Egypt can expect economic growth "easily north of 4 percent" in fiscal year 2014-15, which ends in June, boosted by rising confidence and a windfall from lower oil prices, its finance minister said on Friday.
Hani Dimian also told Reuters in an interview at the World Economic Forum in Davos that the budget deficit for this year would fall to between 10 and 10.5 percent of gross domestic product, down from 12.5 to 12.6 percent in 2013-14.
"It's a bit early to give an exact number for growth rates because we've only seen first quarter figures. But the signals for Q2 are also positive. That is why … we're revising our growth rate from 3.8 percent, which was published in March 2014, and we're going to be easily north of 4 percent," Dimian said.
"If you look at the boosters of that growth, you find that manufacturing is coming back, telecommunication and construction and partially early signs of the return of tourism," he said.
Egypt suffered a severe economic crisis after the 2011 uprising that toppled veteran autocrat Hosni Mubarak, ushering in a period of turmoil, leading to the election of a Muslim Brotherhood-led government toppled by the military in July 2013.

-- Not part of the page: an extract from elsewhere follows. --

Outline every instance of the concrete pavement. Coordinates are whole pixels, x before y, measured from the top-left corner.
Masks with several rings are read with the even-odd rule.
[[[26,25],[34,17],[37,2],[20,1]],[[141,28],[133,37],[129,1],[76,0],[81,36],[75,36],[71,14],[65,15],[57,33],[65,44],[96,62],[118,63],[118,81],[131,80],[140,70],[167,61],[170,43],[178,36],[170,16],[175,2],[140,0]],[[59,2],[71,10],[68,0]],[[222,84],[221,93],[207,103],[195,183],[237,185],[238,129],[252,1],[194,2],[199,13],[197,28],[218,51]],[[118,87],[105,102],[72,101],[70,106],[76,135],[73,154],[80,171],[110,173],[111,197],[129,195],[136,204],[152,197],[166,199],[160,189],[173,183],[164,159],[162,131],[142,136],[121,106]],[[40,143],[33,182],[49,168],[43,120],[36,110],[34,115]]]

President Abdel Fattah al-Sisi, who led the military takeover before having himself elected head of state last year, addressed the Davos forum on Thursday, appealing to global investors to return to Egypt as he consolidates stability.
Thousands of Brotherhood activists are in jail and hundreds have been sentenced to death after collective trials.

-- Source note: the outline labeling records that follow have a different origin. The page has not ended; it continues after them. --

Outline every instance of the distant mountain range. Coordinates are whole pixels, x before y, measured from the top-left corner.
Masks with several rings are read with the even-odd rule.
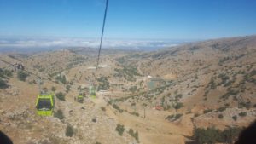
[[[193,40],[104,39],[102,49],[153,51],[177,46]],[[0,52],[42,52],[70,48],[98,48],[96,38],[67,37],[0,37]]]

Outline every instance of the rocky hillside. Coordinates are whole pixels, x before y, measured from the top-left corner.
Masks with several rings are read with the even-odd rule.
[[[0,130],[15,143],[170,144],[195,139],[193,130],[235,129],[255,119],[255,36],[154,52],[105,50],[96,79],[94,52],[2,54]],[[35,113],[38,77],[42,89],[65,95],[56,98],[54,117]],[[88,96],[90,80],[96,99]],[[84,103],[74,101],[80,92]]]

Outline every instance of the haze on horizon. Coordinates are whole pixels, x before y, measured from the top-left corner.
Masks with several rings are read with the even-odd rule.
[[[104,3],[0,0],[0,47],[96,44]],[[253,0],[110,0],[104,39],[109,47],[164,42],[160,47],[254,35],[255,8]]]

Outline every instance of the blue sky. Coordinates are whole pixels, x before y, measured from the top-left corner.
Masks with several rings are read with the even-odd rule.
[[[99,37],[104,0],[0,0],[0,36]],[[106,38],[256,34],[255,0],[109,0]]]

Dimian said market confidence was gradually returning, as evidenced by the falling costs of insuring Egyptian debt against default and a recent credit rating upgrade to B+ from B- with a positive outlook by Fitch Ratings.
He declined comment on this week's fall in the official exchange rate of the Egyptian pound, bringing it closer to the black market rate, saying that was for the central bank to manage.
Egypt is holding a major international investors' conference in mid-March to seek support for a range of long-term projects from the construction of a second Suez Canal parallel to the existing water, to industrial and agricultural projects.
Core inflation was holding steady at 7 percent, within the government's single-digit target range, the medium-term target for the budget deficit was around 8 percent, and domestic debt of 80 to 85 percent of GDP, down from 97-98 percent today.
Dimian added the government expected to issue international bonds worth $1.5 billion in the next three to four months.